Agent Evaluation
Evaluate multi-step agent workflows with trace-level visibility.
Beyond Single-Turn Prompts
Evaluating a single prompt is straightforward: you provide an input, measure the output, and move on. But evaluating an autonomous Agent—which makes intermediate decisions, executes external tools, and loops over context—requires a fundamentally different approach.
EvalForge is actively designing support to benchmark agent workflows. Instead of just looking at the final answer, EvalForge ingests Traces to evaluate the entire chain of thought.
Trace Ingestion API
You can currently ingest traces from your application into EvalForge Runs. A trace consists of multiple Spans (e.g., retrieval, generation, tool_call) mapped to a timeline.

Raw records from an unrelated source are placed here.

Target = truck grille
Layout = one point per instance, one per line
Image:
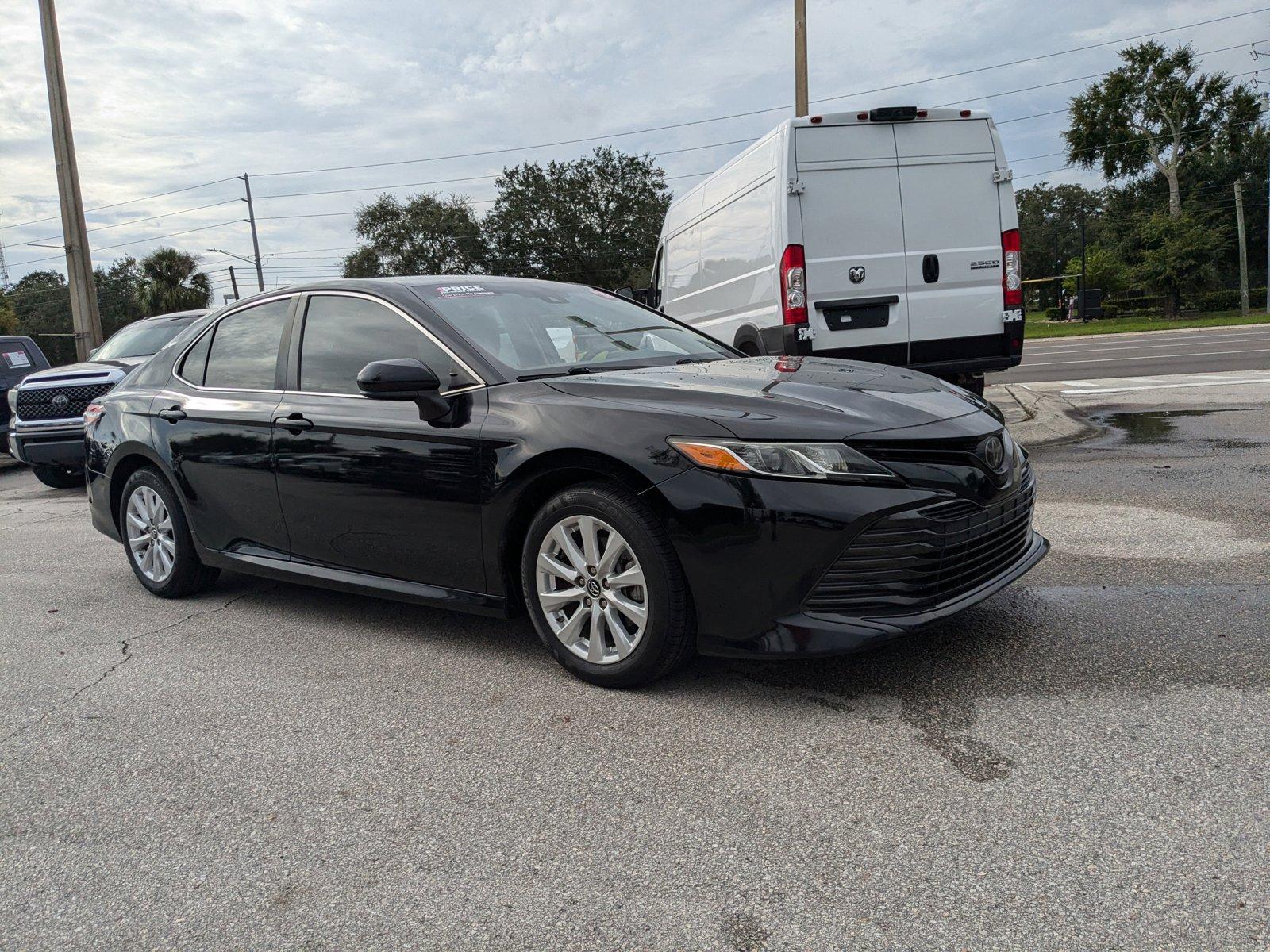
(48, 404)
(918, 560)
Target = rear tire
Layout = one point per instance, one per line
(633, 632)
(156, 539)
(59, 476)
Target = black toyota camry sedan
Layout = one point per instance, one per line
(502, 444)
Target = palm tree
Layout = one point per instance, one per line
(171, 281)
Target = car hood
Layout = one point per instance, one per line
(774, 397)
(87, 368)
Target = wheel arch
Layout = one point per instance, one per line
(533, 484)
(125, 461)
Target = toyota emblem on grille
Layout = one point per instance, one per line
(994, 452)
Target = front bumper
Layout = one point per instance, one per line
(59, 443)
(812, 635)
(753, 550)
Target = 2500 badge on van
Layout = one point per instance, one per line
(887, 235)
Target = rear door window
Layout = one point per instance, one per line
(244, 349)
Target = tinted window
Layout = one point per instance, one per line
(343, 334)
(196, 361)
(245, 348)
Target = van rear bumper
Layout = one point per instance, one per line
(977, 355)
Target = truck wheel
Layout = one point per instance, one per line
(59, 476)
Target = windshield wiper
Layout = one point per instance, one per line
(581, 368)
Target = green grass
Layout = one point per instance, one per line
(1038, 327)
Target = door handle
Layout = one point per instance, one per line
(295, 423)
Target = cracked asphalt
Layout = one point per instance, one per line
(1079, 763)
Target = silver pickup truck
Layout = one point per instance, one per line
(46, 425)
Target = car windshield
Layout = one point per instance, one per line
(140, 340)
(541, 328)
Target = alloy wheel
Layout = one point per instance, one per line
(150, 535)
(591, 589)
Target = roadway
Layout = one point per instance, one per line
(1146, 355)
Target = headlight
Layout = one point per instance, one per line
(802, 461)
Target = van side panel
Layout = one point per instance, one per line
(952, 234)
(734, 282)
(851, 220)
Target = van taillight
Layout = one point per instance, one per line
(1013, 273)
(794, 285)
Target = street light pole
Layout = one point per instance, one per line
(800, 105)
(86, 317)
(256, 241)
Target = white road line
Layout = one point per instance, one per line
(1146, 357)
(1166, 386)
(1086, 346)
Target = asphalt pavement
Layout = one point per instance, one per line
(1080, 763)
(1143, 355)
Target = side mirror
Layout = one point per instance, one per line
(404, 378)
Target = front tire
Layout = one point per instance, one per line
(156, 539)
(605, 588)
(59, 476)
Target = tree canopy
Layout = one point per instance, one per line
(171, 281)
(595, 220)
(423, 235)
(1155, 112)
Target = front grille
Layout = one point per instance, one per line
(44, 404)
(918, 560)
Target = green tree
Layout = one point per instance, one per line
(8, 315)
(1156, 112)
(425, 235)
(1049, 228)
(1179, 254)
(1105, 271)
(171, 281)
(42, 301)
(118, 290)
(594, 220)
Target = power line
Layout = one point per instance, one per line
(759, 112)
(116, 205)
(137, 241)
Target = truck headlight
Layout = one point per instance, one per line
(803, 461)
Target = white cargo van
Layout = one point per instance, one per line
(887, 235)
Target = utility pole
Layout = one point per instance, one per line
(800, 106)
(1080, 300)
(1244, 249)
(256, 241)
(86, 319)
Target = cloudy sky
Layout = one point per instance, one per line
(171, 95)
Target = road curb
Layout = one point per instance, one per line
(1041, 419)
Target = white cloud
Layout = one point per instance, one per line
(167, 95)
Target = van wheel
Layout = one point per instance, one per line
(605, 588)
(156, 539)
(59, 476)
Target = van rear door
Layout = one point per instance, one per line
(952, 238)
(854, 240)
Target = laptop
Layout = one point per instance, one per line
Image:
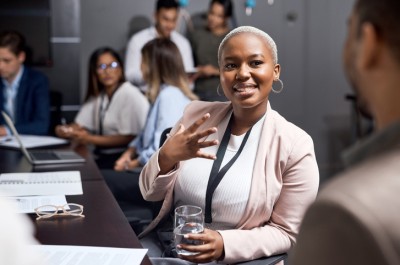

POST /api/v1/runs/{run_id}/trace
{
"type": "agent_trace",
"spans": [
{
"name": "Database Query Tool",
"type": "tool_call",
"latency_ms": 150.5,
"metadata": {
"tool_input": "SELECT * FROM users WHERE active=true",
"tool_output": "[15 rows returned]"
}
},
{
"name": "Final Summary Generation",
"type": "generation",
"latency_ms": 850.2,
"metadata": {
"tokens_used": 452
}
}
]
}Upcoming Agent Metrics
Future releases will introduce specialized evaluation metrics tailored for agent traces:
Tool Call Accuracy
Measure how often the agent hallucinates tool inputs or fails to recover from a tool error.
Step Efficiency
Penalize agents that wander into infinite loops or take unnecessarily long paths to the solution.
Intermediate Faithfulness
Score whether the agent's internal reasoning contradicts the data it retrieved from its tools.
Trajectory Drift
Compare the sequence of tools called against a known "golden trajectory" to catch logical regressions.